Thursday, January 19, 2006
Hardly an Originalist
Who says activist judges have all the fun? This is from last spring, but I just saw it for the first time. Henry Farrell at Crooked Timber notes that Judge Janice Rogers Brown, the paleoconservatives' dream candidate for the Supreme Court, ended a speech she gave back in 2000 with a reading of Samuel Beckett that's somewhat... questionable.

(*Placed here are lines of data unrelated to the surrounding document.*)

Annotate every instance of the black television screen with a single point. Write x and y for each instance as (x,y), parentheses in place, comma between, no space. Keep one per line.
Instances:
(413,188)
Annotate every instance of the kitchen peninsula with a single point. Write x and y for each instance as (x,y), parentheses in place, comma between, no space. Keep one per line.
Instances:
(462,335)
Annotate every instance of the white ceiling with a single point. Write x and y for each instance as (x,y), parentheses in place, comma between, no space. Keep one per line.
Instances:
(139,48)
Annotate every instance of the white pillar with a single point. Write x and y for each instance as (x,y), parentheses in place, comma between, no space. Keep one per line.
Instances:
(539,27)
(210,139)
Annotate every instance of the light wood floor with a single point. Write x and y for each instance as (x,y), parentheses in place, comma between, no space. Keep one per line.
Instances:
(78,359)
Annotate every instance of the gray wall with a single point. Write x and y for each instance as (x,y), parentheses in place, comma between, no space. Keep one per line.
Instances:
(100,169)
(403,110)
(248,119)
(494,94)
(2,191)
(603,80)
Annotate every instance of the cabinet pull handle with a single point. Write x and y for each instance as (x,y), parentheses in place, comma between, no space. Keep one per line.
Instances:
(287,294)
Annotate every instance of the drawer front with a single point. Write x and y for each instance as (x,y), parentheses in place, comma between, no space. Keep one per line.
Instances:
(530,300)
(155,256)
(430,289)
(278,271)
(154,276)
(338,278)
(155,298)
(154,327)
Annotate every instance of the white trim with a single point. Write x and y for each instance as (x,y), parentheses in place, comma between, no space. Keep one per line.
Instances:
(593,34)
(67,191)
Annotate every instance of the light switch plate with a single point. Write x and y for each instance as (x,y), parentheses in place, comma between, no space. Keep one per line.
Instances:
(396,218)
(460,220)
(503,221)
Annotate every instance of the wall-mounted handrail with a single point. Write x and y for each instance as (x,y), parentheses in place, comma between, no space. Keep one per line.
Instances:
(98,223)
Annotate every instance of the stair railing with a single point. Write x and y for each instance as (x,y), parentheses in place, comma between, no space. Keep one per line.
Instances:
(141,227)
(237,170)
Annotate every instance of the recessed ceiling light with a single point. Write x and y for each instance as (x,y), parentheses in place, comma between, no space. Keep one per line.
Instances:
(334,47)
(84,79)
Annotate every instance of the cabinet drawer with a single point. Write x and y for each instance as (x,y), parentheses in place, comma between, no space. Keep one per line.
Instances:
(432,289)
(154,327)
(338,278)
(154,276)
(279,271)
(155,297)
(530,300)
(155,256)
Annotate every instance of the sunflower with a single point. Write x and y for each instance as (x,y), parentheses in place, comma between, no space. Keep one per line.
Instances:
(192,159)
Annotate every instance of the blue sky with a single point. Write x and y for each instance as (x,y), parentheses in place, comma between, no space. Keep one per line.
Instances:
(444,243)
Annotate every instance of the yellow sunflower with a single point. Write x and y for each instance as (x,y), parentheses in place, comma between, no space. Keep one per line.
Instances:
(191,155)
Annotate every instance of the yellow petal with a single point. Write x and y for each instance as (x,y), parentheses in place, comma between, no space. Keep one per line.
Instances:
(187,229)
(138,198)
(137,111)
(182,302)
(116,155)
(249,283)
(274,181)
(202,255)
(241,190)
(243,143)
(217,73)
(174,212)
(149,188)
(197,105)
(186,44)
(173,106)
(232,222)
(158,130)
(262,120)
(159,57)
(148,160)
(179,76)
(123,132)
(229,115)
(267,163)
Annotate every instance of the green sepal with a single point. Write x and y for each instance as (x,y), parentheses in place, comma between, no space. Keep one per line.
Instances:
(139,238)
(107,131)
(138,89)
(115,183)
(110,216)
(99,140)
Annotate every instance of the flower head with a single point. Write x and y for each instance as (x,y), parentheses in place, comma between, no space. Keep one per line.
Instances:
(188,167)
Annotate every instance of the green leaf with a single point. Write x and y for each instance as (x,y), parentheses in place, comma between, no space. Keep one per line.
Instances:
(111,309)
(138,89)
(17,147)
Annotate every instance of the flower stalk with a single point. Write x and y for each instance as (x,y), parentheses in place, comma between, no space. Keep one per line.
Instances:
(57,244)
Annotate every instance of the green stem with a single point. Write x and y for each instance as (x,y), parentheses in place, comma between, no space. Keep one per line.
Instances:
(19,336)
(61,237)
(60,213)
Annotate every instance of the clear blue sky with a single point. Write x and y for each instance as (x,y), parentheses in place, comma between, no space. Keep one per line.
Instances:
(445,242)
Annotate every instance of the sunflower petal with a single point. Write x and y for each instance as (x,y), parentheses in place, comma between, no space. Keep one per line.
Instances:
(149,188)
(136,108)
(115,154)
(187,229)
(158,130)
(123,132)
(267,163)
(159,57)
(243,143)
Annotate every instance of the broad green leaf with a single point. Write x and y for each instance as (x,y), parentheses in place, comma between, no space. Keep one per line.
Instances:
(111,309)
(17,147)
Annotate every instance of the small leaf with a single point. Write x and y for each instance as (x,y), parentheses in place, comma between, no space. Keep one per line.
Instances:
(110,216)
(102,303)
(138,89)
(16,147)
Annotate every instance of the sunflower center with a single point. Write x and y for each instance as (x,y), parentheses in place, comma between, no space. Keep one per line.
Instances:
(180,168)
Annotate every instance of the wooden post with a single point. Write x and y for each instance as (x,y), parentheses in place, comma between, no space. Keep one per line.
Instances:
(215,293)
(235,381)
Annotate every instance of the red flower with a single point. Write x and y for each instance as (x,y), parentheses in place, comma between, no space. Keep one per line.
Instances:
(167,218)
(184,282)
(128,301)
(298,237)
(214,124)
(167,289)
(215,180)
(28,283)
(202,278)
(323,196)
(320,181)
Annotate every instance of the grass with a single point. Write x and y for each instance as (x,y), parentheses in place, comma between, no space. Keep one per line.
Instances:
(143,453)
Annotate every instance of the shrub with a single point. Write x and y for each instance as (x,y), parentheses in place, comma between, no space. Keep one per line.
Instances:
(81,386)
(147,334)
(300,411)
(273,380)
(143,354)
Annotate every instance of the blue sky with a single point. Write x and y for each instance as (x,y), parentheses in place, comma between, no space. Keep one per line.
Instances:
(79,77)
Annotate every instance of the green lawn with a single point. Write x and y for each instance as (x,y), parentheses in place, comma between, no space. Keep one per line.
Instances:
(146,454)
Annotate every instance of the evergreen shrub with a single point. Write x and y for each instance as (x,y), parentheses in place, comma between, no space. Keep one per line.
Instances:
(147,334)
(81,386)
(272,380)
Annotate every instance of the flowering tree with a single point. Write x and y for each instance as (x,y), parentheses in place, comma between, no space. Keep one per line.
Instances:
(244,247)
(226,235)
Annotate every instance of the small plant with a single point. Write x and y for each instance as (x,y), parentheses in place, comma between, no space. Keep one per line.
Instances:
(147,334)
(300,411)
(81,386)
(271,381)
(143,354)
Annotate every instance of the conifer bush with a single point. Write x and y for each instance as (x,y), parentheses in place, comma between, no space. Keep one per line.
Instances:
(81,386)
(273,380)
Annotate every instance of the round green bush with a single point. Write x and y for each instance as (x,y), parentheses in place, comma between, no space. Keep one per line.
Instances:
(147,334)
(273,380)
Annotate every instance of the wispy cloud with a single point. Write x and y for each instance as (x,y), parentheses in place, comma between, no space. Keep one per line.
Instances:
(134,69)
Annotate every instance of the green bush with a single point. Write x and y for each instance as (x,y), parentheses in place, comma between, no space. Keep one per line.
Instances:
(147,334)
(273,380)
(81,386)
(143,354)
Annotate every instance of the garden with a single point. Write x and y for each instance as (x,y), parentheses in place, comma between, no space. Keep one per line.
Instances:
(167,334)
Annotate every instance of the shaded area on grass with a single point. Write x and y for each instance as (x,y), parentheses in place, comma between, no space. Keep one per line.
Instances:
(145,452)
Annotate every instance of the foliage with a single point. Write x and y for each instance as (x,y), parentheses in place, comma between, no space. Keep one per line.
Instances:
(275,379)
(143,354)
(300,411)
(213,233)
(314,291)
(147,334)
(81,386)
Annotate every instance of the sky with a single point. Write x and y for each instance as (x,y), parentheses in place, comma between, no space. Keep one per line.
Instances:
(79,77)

Freedom requires us to have courage; to live with our own convictions; to question and struggle and strive. And to fail. To fail. Recently, I saw a quote attributed to Samuel Beckett. He asks: “Ever tried? Ever failed?” Well, no matter. He says, “Try again. Fail better.” Trying to live as free people is always going to be a struggle. But we should commit ourselves to trying and failing, and trying again. To failing better until we really do become like that city on the hill, which offered the world salvation.Never mind for the moment that Judge Brown also argues in the speech that the belief in human perfectability is the first step on the road to destruction. And never mind the question Farrell poses ("What would that city on the hill look like if Beckett were the architect?" Ed: Houston). I'd like to defend Brown, because I believe she was using the quote correctly, but not for the reasons she thought she was. For someone who stresses the primacy of the original text, she could have done a better job of checking out her sources here (the speech footnotes everything else she quotes, but not the Beckett). Although Beckett was not much of an optimist, and not much of a motivational speaker, the "Fail Better" line, in the book where it's found, actually does a pretty good job of describing the conservative project, the construction of that "city on the hill." That book's title (and theme?): Worstward Ho.